Saha, Arati

Arati Saha, a female Indian swimmer, completed a Successful solo swim on 29 September 1959

Arati Gupta (née Saha; 24 September 1940 – 23 August 1994) was an Indian long distance swimmer. Born in Calcutta, West Bengal, British India, Arati was initiated in swimming at the early age of four, and her talent was spotted by Sachin Nag. She was inspired by Indian swimmer Mihir Sen to try to cross the English Channel. In 1959 she became the first Asian woman to swim across the English Channel. In 1960, she became the first Indian sportswoman to be awarded Padma Shri.

Between 1946 and 1956, Arati participated in several swimming competitions. Between 1945 and 1951 she won 22 state-level competitions in West Bengal. Her main events were 100 metres freestyle, 100 metres breast stroke and 200 metres breast stroke.

In 1948, she participated in the national championship held at Mumbai. She won silver in 100 metres freestyle and 200 metres breast stroke and won bronze in 200 metres freestyle. She made an all-India record in 1949. At the 1951 West Bengal state meet, she clocked 1 minute 37.6 seconds in 100 metres breast stroke and broke Dolly Nazir’s all-India record. At the same meet, she set new state-level record in 100 metres freestyle, 200 metres freestyle and 100 metres back stroke.

She represented India at the 1952 Summer Olympics along with compatriot Dolly Nazir. She was one of the four women participants and the youngest member of the Indian contingent. At the Olympics, she took part in 200 metres breast stroke event. At the heats she clocked 3 minutes 40.8 seconds. After returning from the Olympics, she lost in 100 metres freestyle to her sister Bharati Saha.

Arati got the first inspiration to cross the English Channel from Brojen Das. At the 1958 Butlin International Cross Channel Swimming Race, Brojen Das became the first among the men and earned the distinction of being the first person from the Indian subcontinent to cross the English Channel. Greta Andersen, a Danish-born female swimmer from United States clocked 11 hours and 1 minute and stood first among both men and women. This inspired the female swimmers all over the world. Arati sent a congratulatory message to Brojen Das on his victory. He replied back stating that she too shall be able to achieve it. He proposed the name of Arati to the organizers of the Butlin International Cross Channel Swimming Race for the next year’s event.

On 24 July 1959, she left for England along with her manager Dr. Arun Gupta. After basic practice, she started her final practice at the English Channel from 13 August. During this time, she was mentored by Dr. Bimal Chandra, who was also participating at the 1959 Butlin International Cross Channel Swimming Race. He had arrived in England from another swimming competition in Naples in Italy.

A total of 58 participants including 5 women from 23 countries took part in the competition. The race was scheduled on 27 August 1959 at 1 am local time from Cape Gris Nez, France to Sandgate, England. However, the pilot boat of Arati Saha did not arrive in time.
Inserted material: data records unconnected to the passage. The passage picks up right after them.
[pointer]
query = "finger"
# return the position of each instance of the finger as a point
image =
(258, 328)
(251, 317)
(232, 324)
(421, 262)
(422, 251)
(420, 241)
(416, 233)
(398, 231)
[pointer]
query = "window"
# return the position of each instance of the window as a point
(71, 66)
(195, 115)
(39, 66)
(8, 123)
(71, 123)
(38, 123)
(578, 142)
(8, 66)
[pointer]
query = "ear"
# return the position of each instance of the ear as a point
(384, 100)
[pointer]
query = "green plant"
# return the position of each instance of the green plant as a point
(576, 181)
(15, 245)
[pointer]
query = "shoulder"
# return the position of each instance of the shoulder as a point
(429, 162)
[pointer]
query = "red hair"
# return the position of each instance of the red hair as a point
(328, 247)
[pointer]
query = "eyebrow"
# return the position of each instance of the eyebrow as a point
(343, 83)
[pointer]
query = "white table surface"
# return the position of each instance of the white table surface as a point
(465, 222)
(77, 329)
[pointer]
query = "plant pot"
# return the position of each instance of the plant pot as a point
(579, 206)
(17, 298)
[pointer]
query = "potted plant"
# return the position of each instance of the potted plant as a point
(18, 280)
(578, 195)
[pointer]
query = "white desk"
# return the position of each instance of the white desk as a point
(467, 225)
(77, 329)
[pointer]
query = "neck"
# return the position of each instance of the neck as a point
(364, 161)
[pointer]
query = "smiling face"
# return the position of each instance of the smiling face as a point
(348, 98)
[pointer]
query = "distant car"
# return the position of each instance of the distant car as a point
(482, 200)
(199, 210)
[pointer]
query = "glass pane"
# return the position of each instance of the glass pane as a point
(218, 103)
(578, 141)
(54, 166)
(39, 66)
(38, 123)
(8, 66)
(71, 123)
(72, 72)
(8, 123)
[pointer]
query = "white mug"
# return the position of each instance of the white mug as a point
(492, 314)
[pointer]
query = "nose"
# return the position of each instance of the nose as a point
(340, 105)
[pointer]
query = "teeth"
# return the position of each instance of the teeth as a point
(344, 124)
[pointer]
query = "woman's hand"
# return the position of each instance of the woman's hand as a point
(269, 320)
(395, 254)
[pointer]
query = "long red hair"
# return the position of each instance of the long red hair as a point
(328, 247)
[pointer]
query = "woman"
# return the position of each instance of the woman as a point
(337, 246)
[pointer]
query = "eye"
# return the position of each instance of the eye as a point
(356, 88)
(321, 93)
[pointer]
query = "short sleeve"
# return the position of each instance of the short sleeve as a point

She had to start late by 40 minutes and lost the favourable condition. By 11 am, she had swum more than 40 miles and came within 5 miles of the England coast. At that point she faced a strong current from the opposite direction. As a result, by 4 pm, she could only swim about two more miles. While she was still determined to carry on, she had to quit under pressure from her pilot.

On 29 September 1959, she made her second attempt. Starting from Cape Gris Nez, France, she swam for 16 hours and 20 minutes, batting tough waves and covered 42 miles to reach Sandgate, England. On reaching the coast of England, she hoisted the Indian flag. Vijaylakshmi Pandit was the first to congratulate her. Jawahar Lal Nehru and many eminent people personally congratulated her. On 30 September, the All India Radio announced the achievement of Arati Saha.